Un jeune homme en chaise roulante avec les deux jambes dans le plâtre sur une scène nue, si ce n'est des éclats de vitre tombés de cette fenêtre qui occupe tout le mur du fond, fenêtre d'où il se serait jeté lors d'une crise de désespoir. De retour chez ses parents, dans une banlieue ordinaire où le paraître est plus important que l'être, où la maison, la voiture et le centre commercial représentent le summum de l'expression de l'identité, le jeune homme (Alex Bergeron) ne dira pas un mot de toute la pièce. À 24 ans, après avoir vécu de façon intense le Printemps érable, après avoir cru que les choses allaient changer suite à cette révolte étudiante, il s'est retrouvé dans le même univers émaillé des mêmes discours, de la même corruption et du même statu quo. Sa révolte s'est emmurée dans ce silence radio.

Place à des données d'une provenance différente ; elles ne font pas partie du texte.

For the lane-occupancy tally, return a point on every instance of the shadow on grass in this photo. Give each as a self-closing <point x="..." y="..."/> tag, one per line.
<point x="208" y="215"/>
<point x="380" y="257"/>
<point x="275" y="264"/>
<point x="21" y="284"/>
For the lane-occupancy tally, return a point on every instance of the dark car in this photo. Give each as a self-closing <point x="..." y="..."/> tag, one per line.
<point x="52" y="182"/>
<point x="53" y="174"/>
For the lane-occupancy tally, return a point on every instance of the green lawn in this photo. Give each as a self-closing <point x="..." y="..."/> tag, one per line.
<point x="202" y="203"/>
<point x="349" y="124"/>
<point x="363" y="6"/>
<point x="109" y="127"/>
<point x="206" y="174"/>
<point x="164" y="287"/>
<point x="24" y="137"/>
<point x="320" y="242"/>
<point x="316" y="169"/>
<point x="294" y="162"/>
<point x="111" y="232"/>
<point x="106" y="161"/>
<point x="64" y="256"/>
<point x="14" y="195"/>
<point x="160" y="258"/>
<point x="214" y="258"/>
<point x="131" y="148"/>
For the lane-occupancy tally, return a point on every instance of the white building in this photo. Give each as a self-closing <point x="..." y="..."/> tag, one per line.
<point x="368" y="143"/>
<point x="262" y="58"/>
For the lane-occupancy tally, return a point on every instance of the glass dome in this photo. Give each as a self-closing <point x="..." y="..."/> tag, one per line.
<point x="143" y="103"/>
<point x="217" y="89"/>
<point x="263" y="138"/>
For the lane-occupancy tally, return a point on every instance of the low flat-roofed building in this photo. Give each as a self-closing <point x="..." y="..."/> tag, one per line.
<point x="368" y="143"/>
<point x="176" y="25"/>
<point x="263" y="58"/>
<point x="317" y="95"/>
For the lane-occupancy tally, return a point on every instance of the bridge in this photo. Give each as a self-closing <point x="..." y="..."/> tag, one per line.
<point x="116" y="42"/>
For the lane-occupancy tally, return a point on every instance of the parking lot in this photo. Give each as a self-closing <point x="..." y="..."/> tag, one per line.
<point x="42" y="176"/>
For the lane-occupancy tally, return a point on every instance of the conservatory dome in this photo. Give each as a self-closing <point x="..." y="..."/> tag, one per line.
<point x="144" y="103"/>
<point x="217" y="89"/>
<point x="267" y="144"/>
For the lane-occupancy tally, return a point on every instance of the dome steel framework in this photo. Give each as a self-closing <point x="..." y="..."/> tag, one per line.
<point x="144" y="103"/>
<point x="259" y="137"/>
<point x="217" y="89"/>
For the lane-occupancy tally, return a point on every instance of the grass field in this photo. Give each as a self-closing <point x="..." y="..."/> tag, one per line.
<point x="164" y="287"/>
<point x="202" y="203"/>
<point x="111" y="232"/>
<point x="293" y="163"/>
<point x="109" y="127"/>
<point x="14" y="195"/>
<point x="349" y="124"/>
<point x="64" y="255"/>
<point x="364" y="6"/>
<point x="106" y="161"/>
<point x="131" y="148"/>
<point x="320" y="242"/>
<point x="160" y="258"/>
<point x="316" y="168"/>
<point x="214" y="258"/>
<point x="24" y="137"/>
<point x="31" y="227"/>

Son père, sa mère, sa sœur, sa grand-mère et son ex-blonde, Kim, vont et viennent dans sa chambre, pas tellement intéressés à le sortir de son mutisme ou à connaître ses motivations, mais plutôt désireux d'exprimer leur malaise et les failles de leur propre vie. Dans cette suite de monologues, le drame de l'ex-étudiant est évacué et ce qui aurait pu être une réflexion sur la fin et les moyens d'exprimer ses revendications au sein d'une démocratie devient accessoire, le banal prenant le dessus sur l'essentiel.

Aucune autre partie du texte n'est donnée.